Natural Disaster Fund not applicable after Hail Storms and Rain Showers

Natural Disaster Fund not applicable after Hail Storms and Rain Showers

The Natural Disaster Fund is not applicable after last week’s hail storms and rain showers in the south of the Netherlands. A parliamentary majority decided against the implementation of the fund.

The ‘Compensation for Damages in Cases of Disasters Act’ (Wet tegemoetkoming schade bij rampen), for cases of natural disasters, is not applicable to the hail storms and rain showers experienced last week in the south of the Netherlands. Farmers and plantation owners suffered severe damage to their crops and greenhouses; insurers have estimated the total damage at 500 million euros. Although municipalities, health organisations and agricultural organisations requested that a disaster be declared in the affected area, a parliamentary majority did not agree.

Conditions of application

The aforementioned Act is only applicable in cases of natural disaster, i.e. if there is a flood, earthquake or another disaster of a comparable order (Art. 4 of the Act). The recent hail storms and rain showers could be seen as a disaster of at least a comparable order. In 1998 the Act was applied twice after heavy rain showers. However another condition, stated in Art. 4 of the Act., is that the damages may not be reasonably insurable. Ever since 2010 insurance does cover the consequences of extreme weather for farmers. Green house plantations are covered under ‘covered cultivation’ insurance. Banks oblige green house plantation owners to take out such coverage from insurers.

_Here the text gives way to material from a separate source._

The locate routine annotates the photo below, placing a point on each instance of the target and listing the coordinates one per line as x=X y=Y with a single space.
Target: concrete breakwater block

Complaints about farmers insurance

Although insurance premiums are subsidised by the government, farmers complain that premiums remain high and consequently a large number of farmers are actually uninsured. If farmers are insured their own risk is still high. A maximum of 25% of the damage is covered by the insurance. Extra insurance is possible, but not for a reasonable price. Insurances for farmers are currently being evaluated – the recent extreme weather disasters make for good case study material. The question that should really be asked is whether damage caused by extreme weather is ‘reasonably insurable’ in the sense of the Act. This is especially important given that extreme weather is more likely to occur due to climate change.

Other measures available

Although the ‘Compensation for Damages in Cases of Disasters Act’ is not applicable, other smaller measures are being taken. The government wants to examine a pledge to ensure that banks make quicker decisions on loans to farmers and plantation owners. Also an arrangement for government payment for reduced working hours has been made, which should prevent major job losses taking place.